Weigert sich der oder die Betroffene einen Arzt aufzusuchen, sollten Angehörige oder Freunde selbst die Initiative ergreifen und für den Betroffenen einen Termin vereinbaren, so Meisenzahl-Lechner. Dabei auch immer wieder der womöglich erkrankten Person signalisieren: »Ich sehe, es geht dir nicht gut, lass dich doch mal durchchecken.«

In der Hausarztpraxis sollte auch eine umfassende körperliche Untersuchung erfolgen, sagt die Medizinerin. So können depressive Verstimmungen etwa auch mit einer anderen Erkrankung zusammenhängen. Die Symptome verschwinden dann mit einer entsprechenden Therapie. Ergibt die Untersuchung, dass der Patient oder die Patientin eine Depression hat, sollte so schnell wie möglich eine Behandlung beginnen.
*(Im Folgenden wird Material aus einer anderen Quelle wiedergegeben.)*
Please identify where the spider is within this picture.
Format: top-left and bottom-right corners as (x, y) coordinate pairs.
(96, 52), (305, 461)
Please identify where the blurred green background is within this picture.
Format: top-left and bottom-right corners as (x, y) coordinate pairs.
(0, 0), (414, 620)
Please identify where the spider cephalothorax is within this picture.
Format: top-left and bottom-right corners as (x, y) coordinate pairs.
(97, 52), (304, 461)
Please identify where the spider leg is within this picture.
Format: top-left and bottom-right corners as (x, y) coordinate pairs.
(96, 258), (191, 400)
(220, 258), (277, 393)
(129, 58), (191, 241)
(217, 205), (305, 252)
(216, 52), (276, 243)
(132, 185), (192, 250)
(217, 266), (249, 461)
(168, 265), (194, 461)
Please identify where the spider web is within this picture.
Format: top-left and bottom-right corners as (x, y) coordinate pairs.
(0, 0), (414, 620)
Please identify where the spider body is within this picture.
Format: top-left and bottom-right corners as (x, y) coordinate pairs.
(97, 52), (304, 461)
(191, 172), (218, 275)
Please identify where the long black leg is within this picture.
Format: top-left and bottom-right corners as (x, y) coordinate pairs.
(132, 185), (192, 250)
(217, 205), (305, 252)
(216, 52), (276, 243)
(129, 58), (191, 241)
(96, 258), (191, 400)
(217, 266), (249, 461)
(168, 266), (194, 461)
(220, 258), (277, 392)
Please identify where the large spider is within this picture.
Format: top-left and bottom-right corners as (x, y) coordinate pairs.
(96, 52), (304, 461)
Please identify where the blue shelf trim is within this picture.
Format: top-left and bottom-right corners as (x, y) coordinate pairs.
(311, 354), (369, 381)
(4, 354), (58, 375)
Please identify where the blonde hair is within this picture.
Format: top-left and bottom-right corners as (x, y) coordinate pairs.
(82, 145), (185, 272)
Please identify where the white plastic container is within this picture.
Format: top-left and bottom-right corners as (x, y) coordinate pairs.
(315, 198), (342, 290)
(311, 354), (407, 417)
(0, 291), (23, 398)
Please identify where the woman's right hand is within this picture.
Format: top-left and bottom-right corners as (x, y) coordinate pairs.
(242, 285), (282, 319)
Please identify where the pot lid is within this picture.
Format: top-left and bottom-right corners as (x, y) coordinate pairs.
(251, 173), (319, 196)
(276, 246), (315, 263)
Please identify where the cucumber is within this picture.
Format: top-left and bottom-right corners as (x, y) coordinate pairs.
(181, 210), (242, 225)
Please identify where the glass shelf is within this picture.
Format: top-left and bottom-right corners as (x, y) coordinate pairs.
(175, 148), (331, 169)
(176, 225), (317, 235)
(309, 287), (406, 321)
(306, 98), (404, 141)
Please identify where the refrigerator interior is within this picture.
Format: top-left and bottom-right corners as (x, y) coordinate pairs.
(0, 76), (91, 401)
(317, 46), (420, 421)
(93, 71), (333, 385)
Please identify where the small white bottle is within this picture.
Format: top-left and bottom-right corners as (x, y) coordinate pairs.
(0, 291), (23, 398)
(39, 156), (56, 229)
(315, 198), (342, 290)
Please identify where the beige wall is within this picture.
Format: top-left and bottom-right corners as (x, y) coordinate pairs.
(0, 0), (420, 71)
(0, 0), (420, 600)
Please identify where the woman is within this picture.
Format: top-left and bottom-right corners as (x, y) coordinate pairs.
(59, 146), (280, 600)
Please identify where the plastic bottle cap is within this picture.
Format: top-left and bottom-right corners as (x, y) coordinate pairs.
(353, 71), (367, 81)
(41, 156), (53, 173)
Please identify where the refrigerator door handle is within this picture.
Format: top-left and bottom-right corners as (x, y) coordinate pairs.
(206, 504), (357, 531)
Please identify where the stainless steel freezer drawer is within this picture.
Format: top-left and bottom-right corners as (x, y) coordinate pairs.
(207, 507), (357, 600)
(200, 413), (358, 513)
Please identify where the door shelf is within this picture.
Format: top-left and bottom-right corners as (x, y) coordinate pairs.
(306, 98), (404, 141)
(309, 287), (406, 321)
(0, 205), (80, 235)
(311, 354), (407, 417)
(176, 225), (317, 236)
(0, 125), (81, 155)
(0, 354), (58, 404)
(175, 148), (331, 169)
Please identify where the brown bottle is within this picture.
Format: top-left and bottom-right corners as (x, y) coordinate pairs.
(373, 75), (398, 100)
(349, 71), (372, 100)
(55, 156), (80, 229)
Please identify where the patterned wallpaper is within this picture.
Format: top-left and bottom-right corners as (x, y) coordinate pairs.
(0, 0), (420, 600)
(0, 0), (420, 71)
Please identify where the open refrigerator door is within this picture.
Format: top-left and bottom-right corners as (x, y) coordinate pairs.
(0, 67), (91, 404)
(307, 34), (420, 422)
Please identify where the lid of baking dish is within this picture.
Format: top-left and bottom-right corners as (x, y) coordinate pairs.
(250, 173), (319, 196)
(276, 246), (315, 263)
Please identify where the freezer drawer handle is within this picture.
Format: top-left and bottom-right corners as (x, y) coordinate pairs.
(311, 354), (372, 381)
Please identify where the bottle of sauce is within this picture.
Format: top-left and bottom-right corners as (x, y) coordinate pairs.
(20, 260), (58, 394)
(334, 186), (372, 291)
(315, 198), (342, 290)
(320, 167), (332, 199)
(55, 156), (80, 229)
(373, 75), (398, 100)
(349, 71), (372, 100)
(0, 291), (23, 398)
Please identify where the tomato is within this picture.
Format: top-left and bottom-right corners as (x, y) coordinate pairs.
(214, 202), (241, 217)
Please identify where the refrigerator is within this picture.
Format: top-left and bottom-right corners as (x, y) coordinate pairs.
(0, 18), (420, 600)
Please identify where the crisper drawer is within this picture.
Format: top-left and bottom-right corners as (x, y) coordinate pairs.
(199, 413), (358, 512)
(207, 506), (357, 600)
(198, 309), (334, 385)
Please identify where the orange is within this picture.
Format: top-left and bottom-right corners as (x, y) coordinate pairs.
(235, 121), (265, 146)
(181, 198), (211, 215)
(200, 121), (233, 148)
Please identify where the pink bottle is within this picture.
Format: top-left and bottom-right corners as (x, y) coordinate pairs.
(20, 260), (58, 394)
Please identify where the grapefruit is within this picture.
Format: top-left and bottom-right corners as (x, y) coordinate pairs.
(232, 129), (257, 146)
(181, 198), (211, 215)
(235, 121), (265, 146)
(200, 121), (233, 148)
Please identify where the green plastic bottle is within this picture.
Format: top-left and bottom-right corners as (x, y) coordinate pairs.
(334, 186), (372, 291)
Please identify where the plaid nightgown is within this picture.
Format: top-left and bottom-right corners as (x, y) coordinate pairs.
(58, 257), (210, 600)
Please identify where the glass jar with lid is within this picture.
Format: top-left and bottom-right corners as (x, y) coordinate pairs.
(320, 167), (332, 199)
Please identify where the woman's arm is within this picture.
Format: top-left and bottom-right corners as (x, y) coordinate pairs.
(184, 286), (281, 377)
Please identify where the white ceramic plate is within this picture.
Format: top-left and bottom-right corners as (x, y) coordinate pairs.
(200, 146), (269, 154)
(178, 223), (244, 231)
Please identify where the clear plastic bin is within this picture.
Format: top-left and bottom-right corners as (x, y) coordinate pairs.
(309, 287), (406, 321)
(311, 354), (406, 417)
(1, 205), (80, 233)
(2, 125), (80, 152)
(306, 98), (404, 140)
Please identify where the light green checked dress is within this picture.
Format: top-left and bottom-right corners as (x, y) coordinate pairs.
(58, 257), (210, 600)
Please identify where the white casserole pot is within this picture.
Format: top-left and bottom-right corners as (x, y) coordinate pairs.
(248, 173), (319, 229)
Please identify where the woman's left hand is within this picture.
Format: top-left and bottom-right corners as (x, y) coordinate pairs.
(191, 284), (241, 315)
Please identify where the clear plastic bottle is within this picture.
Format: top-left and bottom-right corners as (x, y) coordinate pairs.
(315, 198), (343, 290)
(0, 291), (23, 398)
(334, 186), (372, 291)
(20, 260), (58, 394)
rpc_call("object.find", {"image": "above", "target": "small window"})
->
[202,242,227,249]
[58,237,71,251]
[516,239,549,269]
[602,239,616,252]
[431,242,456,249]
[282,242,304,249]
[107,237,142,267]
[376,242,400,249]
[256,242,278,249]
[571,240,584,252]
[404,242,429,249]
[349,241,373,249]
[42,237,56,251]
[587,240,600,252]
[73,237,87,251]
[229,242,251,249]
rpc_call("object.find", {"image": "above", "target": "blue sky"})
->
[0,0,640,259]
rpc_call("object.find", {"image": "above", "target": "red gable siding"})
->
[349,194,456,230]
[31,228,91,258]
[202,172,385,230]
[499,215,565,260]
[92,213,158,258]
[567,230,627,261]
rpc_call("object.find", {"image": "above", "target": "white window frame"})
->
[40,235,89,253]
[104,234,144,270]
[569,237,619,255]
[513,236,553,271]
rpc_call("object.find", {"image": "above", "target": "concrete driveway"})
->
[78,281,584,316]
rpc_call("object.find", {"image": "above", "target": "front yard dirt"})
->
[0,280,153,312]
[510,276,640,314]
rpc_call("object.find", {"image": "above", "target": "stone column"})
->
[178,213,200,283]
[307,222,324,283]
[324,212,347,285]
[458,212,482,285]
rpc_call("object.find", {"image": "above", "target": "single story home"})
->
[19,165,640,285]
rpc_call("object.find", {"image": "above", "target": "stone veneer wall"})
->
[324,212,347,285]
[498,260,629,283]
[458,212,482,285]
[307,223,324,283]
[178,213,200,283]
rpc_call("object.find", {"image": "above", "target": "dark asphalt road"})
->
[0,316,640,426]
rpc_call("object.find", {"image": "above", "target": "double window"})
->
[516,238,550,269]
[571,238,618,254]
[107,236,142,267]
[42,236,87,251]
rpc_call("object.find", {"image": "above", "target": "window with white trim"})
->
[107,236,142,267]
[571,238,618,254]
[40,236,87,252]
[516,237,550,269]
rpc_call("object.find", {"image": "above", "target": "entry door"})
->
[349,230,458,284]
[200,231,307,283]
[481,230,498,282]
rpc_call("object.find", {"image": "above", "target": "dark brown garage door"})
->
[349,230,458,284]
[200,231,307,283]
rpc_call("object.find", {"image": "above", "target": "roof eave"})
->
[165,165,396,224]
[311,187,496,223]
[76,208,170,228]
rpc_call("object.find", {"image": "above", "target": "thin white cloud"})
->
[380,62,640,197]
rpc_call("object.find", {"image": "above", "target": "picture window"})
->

3. Auf leicht zugängliche Hilfsangebote hinweisen: Angehörige und Freunde können einem offensichtlich depressiven Menschen etwa die Telefonseelsorge nennen, wo man sich täglich rund um die Uhr, kostenfrei und anonym beraten lassen kann (Telefon 0800/ 111 0 111 oder 0800/ 111 0 222 sowie online).

Auch Online-Foren zu Depression können nützlich sein. Der Vorteil: »Der Zugang zu Informationen und Erfahrungsberichten anderer Menschen mit Depression ist niederschwellig«, sagt Hegerl. Meist könne man sich anonym austauschen. Fachlich moderiert wird etwa »Diskussionsforum-depression.de«.

Austausch bieten auch Selbsthilfegruppen, sie findet man etwa über die Datenbanksuche der Nationalen Kontakt- und Informationsstelle zur Anregung und Unterstützung von Selbsthilfegruppen. Wichtig: Ein Ersatz für eine Behandlung ist das natürlich nicht.

Eine Depression hat sowohl psychosoziale Aspekte als auch körperliche. Je nach Schwere der Erkrankung ist laut Meisenzahl-Lechner eine Behandlung mit Antidepressiva angezeigt, außerdem eine Psychotherapie. »Wenn dies alles kein Erfolg bringt, dann nicht warten, sondern mit dem Arzt oder mit der Ärztin andere Therapieformen erörtern«, so die Professorin.

Wo Angehörige Unterstützung finden

»Die Depression eines Angehörigen ist eine Belastung für die ganze Familie«, sagt Hegerl. Daher sollten alle, die eine depressive Person betreuen, ihre eigenen Grenzen kennen und sich öfter etwas Gutes tun: Zum Beispiel soziale Kontakte pflegen oder Hobbys nachgehen. Für die eigene Unterstützung ist es von Vorteil, wenn alle in der Familie an einem Strang ziehen und sich gegenseitig entlasten. 

Hilfe, Beratung und Betreuung für Angehörige und ihre erkrankten Familienmitglieder gibt es etwa über den Bundesverband der Angehörigen psychisch erkrankter Menschen (BApK). Oft bieten auch die Krankenkassen Informationen und Unterstützung an. Per Mail berät auch die Stiftung Deutsche Depressionshilfe.